Cell preparation from spleen
Spleens were excised from killed mice and placed immediately in RPMI 1640 media. Using the plunger end of a syringe, the spleen was mashed through the cell strainer into a 50 ml tube. After centrifugation of the tube at 1,500 rpm, 4℃ for 5 min, the samples containing white blood cells were treated with Ammonium-Chloride-Potassium Lysing Buffer (BioLegend, San Diego, CA, USA) for the lysis of red blood cells. After centrifugation at 1500 rpm, 4℃ for 5 min, the lymphocytes were stained with antibodies for analysis of T cell subtypes.
Surface and Intracellular Staining and Flow Cytometry
IFN-γ-FITC, CD4-PE-Cy™5 (BD, Franklin Lakes, NJ, USA) and IL-17-PE/Cy7 antibodies (BioLegend, San Diego, CA, USA) were used for the analysis of T cell subtypes by fluorescence-activated cell sorter (FACS) analysis. For the analysis of Th1 and Th17 cells with intracellular cytokine staining, the cells were stimulated in culture medium containing 10 ng/ml phorbol 12-myristate 13-acetate (PMA) (Sigma-Aldrich), 1 ng/ml ionomycin (Sigma-Aldrich) and 1× golgistop (BD) for 4 h. The cells were treated with the intracellular fixation & permeabilization buffer set (BD) according to the manufacturer’s protocol. The stimulated cells were treated with the transcription factor staining buffer set (eBioscience, San Diego, CA, USA). Cells were analyzed using a cytometric FC 500 flow cytometer (Beckman Coulter, Brea, CA, USA). Data were analyzed by Kaluza software.

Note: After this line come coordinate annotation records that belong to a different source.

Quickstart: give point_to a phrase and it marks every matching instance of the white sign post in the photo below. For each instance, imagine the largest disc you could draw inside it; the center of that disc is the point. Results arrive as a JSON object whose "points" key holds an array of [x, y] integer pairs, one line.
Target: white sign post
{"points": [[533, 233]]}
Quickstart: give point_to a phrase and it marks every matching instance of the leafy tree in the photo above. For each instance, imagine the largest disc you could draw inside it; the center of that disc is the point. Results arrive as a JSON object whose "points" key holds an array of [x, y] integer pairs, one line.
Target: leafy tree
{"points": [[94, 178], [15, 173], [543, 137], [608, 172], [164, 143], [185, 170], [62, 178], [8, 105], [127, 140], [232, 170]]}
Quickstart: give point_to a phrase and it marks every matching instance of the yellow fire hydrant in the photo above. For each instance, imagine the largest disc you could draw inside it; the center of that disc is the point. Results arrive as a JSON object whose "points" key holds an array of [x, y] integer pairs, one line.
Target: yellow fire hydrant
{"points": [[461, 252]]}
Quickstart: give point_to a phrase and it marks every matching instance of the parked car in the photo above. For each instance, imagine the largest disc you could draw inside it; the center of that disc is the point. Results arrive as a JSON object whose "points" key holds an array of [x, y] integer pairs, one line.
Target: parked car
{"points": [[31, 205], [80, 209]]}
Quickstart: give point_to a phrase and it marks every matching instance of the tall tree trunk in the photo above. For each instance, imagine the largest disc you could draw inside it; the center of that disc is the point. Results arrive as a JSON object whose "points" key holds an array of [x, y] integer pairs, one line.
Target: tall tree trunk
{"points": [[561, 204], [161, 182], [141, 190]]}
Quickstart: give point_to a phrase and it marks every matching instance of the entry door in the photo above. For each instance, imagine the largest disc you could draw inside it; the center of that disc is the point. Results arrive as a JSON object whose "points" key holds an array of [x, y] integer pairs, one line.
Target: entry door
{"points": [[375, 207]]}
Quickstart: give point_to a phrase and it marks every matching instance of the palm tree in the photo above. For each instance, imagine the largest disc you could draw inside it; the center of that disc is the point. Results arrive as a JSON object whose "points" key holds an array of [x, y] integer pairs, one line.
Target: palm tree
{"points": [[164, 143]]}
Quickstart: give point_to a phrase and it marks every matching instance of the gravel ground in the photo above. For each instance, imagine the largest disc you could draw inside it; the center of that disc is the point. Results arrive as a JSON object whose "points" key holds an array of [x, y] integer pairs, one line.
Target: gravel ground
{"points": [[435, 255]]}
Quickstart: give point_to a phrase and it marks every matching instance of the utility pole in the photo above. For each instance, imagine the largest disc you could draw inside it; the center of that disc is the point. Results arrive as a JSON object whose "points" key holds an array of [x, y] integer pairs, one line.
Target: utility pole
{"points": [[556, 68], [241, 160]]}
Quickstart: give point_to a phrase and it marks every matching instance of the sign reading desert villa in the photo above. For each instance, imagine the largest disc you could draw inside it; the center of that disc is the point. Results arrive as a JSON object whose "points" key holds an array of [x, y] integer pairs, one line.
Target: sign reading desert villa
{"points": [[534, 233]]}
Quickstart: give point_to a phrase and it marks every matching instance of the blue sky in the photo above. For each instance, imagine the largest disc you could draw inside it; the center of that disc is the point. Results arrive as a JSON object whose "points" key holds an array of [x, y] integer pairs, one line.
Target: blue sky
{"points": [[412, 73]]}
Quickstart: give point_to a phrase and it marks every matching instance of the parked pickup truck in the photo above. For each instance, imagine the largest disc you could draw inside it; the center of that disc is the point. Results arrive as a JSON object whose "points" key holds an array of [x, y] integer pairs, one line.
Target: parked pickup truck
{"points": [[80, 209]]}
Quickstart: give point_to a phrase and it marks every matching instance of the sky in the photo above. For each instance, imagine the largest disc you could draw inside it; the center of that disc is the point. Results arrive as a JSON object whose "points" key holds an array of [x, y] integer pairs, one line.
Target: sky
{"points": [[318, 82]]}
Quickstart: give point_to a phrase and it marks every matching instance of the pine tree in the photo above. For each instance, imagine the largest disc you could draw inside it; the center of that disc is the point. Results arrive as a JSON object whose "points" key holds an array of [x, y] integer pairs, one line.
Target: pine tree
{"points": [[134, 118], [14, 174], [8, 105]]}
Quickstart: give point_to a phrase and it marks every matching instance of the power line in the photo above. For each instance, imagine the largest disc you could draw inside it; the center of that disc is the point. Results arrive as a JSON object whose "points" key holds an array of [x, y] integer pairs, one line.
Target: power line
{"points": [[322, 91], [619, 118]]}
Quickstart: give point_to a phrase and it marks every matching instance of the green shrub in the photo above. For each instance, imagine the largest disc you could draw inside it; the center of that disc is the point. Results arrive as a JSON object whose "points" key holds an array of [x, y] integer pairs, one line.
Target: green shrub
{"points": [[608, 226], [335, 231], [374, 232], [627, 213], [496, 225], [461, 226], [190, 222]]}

Measurement of serum cytokines
Sera from mice were obtained from heart puncture. Komabiotech Co. (Seoul, Korea) analyzed the serum level of cytokines such as IL-17A, TNF-α, IL-6, IL-2, IL-10, IFN-γ and IL-1β using the Luminex® 200™ Total System (Luminex Corporation, Austin, TX, USA).
Statistical analysis
Experimental data are expressed as mean ± standard error of the mean (SEM). Differences between three groups were analyzed using the nonparametric Kruskal–Wallis test. If a statistical difference was detected (P < 0.05), post hoc pairwise group comparisons were performed using Dunn’s test. Two-way analysis of the variance (ANOVA) was used to analyze TAK-242 effects on paw thickness and clinical score over time, following Turkey’s post hoc test. Prism software v.5 (Graphpad Software, San Diego, CA, USA) was used for statistical analysis and graphing. Differences were considered statistically significant at P<0.05.